C’est Marion Druart, la co-présidente de l’Association des bibliothécaires départementaux - qui vient d’organiser ses journées d’étude annuelles - qui témoigne : « De plus en plus de bibliothèques m’appellent pour me dire qu’elles ne savent pas quoi répondre à tel ou tel usager qui demande de retirer un document ». Un film avec Depardieu ou un livre « trop woke ».

Une situation gênante ? Plutôt salutaire : l’occasion de créer des débats aiguisant l’esprit critique et incitant à la tolérance ! À Montreuil, des élèves conçoivent une émission où ils interviewent des essayistes ou des artistes. « C’est une manière de travailler les outils numériques, les terminologies disqualifiantes, les postures », énumère Arnaud Le Mappian, le directeur des bibliothèques de la ville.

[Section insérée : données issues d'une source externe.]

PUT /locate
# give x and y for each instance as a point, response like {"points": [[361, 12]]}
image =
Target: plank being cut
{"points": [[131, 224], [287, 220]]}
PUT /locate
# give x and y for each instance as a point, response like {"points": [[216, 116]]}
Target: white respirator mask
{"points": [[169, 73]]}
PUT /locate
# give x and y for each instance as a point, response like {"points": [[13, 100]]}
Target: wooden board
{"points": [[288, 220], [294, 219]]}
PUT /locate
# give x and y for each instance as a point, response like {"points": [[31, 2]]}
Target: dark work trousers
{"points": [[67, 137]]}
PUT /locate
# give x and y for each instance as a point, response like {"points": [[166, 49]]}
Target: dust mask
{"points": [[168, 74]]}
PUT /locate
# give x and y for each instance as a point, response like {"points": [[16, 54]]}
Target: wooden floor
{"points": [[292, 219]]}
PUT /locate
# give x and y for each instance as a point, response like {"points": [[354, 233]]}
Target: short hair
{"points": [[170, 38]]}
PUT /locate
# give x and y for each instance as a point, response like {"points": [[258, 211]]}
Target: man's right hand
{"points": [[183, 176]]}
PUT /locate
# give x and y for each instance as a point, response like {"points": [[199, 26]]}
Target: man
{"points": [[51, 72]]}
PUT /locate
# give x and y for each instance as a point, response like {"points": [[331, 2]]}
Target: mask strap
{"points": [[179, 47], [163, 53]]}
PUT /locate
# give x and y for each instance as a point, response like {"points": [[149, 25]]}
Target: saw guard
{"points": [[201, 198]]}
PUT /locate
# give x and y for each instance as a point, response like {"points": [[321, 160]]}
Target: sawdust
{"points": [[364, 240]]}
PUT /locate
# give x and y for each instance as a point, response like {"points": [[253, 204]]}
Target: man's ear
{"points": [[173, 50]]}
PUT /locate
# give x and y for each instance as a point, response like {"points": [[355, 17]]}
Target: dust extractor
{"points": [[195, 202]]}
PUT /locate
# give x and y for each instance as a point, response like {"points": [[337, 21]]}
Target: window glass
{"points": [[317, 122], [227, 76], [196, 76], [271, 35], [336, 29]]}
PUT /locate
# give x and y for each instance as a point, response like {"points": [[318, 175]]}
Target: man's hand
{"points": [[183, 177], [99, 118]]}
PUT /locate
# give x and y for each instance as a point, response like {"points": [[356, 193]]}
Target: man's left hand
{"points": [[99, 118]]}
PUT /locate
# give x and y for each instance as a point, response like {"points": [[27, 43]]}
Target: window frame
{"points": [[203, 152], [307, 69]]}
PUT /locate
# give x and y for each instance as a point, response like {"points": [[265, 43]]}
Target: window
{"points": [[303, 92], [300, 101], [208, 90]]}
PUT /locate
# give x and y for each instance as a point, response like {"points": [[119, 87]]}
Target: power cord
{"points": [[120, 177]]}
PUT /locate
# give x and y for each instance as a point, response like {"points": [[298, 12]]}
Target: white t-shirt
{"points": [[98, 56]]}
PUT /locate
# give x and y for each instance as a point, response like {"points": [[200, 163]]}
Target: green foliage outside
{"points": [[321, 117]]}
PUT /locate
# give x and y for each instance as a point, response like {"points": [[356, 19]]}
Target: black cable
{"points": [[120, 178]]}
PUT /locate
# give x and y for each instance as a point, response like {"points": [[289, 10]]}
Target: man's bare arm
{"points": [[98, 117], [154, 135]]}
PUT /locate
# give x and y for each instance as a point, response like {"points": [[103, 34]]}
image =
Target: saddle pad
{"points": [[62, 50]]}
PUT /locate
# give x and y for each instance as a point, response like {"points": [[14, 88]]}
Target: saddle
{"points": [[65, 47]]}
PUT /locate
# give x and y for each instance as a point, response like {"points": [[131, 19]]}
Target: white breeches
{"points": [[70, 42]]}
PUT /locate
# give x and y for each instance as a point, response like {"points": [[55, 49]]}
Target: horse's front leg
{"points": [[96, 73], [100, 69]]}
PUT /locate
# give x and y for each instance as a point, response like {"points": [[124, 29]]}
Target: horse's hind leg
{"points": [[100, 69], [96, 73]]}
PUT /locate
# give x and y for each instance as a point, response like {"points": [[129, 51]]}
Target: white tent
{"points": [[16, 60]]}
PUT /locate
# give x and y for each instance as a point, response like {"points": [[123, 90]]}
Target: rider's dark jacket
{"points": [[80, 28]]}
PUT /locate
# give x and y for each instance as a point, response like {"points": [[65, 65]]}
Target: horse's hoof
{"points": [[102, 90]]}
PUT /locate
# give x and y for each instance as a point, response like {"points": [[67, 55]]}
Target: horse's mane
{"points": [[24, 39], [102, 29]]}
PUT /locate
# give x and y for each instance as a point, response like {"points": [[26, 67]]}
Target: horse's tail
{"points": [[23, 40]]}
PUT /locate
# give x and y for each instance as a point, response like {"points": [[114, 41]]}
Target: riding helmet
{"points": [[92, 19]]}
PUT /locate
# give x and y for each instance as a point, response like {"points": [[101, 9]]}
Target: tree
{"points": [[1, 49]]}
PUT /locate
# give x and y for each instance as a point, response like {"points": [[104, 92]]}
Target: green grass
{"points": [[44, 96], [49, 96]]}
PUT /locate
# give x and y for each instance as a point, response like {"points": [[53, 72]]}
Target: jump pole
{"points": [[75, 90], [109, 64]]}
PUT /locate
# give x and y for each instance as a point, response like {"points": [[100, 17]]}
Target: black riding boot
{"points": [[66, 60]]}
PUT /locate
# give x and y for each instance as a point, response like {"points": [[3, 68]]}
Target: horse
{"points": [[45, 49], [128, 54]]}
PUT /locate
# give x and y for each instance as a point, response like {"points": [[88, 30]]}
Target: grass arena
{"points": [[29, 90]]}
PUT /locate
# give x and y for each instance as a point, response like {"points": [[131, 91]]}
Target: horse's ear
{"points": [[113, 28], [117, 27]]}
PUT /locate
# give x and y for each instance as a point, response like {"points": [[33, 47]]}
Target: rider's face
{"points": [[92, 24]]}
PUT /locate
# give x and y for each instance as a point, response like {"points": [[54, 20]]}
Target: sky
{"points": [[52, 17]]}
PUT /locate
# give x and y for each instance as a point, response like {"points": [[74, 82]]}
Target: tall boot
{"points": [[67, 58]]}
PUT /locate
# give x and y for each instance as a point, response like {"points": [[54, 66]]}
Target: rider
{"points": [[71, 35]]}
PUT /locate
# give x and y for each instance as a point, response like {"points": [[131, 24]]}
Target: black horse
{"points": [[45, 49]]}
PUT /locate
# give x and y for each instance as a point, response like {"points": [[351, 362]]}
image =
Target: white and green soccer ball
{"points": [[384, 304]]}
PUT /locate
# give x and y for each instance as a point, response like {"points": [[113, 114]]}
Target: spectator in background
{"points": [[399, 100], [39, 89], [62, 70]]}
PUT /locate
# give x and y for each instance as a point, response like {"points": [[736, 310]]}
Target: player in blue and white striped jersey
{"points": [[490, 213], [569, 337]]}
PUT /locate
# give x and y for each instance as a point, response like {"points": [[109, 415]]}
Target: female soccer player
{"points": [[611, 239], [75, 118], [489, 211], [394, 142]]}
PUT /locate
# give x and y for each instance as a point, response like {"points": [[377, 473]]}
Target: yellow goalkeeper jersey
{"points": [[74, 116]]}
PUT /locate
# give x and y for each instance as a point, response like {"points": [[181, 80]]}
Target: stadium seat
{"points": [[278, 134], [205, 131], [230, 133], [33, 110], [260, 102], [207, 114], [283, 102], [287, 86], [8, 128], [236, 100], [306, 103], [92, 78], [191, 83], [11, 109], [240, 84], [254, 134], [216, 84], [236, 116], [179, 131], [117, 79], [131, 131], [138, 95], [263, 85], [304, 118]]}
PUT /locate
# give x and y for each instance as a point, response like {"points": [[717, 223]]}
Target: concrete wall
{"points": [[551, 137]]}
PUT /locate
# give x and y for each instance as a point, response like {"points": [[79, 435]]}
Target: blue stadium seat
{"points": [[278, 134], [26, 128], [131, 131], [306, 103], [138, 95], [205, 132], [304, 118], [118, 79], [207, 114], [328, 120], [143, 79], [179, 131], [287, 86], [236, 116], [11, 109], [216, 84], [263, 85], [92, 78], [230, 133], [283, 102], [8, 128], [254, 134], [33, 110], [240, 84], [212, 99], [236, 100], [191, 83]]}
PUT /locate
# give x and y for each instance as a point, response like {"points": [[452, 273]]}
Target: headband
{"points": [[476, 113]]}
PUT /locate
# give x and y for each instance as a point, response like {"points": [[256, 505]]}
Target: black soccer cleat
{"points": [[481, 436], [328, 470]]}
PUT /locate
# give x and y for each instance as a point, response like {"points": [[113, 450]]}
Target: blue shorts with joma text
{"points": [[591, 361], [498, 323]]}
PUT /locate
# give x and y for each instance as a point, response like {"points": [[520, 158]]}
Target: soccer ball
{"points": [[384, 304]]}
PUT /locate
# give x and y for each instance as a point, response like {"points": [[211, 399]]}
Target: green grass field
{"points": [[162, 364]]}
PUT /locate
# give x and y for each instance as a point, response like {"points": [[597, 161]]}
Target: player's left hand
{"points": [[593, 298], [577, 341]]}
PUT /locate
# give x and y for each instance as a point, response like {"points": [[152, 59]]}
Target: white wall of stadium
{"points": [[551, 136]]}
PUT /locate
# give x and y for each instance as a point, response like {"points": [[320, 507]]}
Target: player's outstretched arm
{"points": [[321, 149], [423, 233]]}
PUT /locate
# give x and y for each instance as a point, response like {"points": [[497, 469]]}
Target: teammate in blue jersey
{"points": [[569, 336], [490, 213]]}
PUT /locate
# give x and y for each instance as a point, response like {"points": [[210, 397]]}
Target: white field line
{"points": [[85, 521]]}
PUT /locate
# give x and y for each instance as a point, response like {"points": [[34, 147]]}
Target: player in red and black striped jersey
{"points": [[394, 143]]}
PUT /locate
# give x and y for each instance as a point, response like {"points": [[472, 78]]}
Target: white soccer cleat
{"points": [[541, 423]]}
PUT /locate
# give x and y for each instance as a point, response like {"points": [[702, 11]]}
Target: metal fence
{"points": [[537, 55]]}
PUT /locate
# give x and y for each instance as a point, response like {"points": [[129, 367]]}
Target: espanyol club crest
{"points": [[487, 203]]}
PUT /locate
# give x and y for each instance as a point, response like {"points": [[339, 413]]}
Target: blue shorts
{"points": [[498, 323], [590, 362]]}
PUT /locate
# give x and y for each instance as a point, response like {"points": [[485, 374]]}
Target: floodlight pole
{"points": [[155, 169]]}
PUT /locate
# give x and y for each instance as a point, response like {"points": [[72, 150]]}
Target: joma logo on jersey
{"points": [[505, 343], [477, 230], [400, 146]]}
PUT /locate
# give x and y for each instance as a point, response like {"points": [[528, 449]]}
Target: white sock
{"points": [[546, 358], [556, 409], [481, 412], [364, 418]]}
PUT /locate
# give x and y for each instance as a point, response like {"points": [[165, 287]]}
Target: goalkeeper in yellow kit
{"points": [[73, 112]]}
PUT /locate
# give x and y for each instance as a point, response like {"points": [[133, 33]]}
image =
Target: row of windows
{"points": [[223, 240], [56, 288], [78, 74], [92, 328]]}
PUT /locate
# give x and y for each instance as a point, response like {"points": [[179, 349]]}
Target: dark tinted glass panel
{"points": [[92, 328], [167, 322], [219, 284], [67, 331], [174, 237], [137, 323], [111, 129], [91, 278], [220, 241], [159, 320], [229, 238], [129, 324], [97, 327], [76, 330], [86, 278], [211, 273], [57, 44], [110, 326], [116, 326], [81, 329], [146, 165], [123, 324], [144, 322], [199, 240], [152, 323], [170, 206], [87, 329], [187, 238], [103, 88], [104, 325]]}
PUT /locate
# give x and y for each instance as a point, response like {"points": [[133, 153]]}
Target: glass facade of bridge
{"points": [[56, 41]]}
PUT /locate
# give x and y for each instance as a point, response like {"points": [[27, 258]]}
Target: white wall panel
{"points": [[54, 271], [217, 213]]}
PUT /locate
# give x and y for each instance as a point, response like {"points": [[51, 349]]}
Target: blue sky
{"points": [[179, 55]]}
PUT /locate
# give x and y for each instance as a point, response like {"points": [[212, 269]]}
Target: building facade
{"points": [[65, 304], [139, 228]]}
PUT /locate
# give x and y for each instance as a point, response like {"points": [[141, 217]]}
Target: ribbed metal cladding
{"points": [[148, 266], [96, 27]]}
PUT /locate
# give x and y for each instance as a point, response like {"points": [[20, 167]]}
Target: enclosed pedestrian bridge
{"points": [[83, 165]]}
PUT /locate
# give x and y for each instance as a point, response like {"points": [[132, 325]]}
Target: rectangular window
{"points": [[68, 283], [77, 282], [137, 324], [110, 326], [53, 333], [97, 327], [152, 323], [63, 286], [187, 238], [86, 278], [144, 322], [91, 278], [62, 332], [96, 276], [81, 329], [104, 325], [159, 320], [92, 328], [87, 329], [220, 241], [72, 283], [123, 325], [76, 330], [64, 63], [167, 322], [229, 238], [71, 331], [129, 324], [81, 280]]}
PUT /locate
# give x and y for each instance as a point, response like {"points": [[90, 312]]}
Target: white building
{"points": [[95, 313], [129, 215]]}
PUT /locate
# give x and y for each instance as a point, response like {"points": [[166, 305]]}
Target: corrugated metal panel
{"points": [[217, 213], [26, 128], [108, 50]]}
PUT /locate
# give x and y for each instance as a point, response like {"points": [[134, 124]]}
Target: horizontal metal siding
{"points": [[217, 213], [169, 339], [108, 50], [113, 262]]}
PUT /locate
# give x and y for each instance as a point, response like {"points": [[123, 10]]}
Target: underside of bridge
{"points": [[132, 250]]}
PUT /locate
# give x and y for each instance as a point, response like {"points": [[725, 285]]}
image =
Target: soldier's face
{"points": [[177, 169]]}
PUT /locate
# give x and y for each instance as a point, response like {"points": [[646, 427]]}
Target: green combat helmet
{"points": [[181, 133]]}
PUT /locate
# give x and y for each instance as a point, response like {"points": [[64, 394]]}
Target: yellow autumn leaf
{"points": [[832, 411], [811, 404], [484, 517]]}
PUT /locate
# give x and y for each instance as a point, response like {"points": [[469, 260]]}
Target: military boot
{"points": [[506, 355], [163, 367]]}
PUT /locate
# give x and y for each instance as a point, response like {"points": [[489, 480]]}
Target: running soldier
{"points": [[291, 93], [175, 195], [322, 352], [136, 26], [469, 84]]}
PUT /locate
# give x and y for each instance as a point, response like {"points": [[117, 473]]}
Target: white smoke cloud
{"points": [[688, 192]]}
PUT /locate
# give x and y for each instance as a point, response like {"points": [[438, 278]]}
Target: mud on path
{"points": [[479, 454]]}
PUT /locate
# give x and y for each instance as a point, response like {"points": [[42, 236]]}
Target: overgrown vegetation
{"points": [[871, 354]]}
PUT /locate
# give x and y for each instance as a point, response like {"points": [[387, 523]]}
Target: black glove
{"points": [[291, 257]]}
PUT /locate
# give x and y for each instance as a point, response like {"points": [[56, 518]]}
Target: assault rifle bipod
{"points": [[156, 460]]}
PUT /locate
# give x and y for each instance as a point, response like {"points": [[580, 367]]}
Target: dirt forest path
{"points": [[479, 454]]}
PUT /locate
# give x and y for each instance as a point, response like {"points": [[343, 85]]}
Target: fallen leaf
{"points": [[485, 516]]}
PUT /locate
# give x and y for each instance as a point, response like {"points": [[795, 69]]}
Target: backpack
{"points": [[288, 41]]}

Avec le tribunal de Bobigny, d’autres élèves reproduisent un procès au pénal, en jouant tous les rôles.
Offrir des documents fiables et plurielles
« Le rôle principal des bibliothèques, avant même de créer un débat, est de créer les conditions du débat : favoriser la rencontre entre des gens différents, mettre à disposition des ressources documentaires fiables et plurielles, et donner des outils sur la prise de parole, l’expression », expose Malik Diallo, directeur de la bibliothèque des Champs libres, à Rennes.
Puis place au débat, où le « public » est hautement actif, en animant lui-même la discussion.

Et les débats sur la religion, la politique, les droits des femmes, les parasciences…?
Mais comment armer les équipes sur des sujets compliqués ? En se faisant par exemple accompagner par des journalistes et en expliquant à l’écrit le sens et le cadre de l’animation.
Là où le bibliothécaire est démuni : quand il n’a pas de soutien politique. Comme le révèle Philippe Marcerou, inspecteur général de l’éducation, du sport et de la recherche, « les interventions des élus sont de moins en moins courantes pour les acquisitions documentaires. Mais dans l’action culturelle… Des intervenants sont imposés ou retirés par des mairies ». Le rapport sera publié prochainement.
Et face à des citoyens qui ne veulent rien entendre et font pression ? Le bibliothécaire est tenté d’éviter les sujets qui fâchent. « Je n’encouragerais pas une petite bibliothèque de Loire-Atlantique à organiser un débat sur le trafic aérien sans soutien des élus. Je n’encourage évidemment pas l’autocensure, mais il faut être prudent », reprend Marion Druart, qui propose qu’une petite bibliothèque inquiétée puisse se cacher derrière la bibliothèque départementale, « qui a un rôle de parapluie ».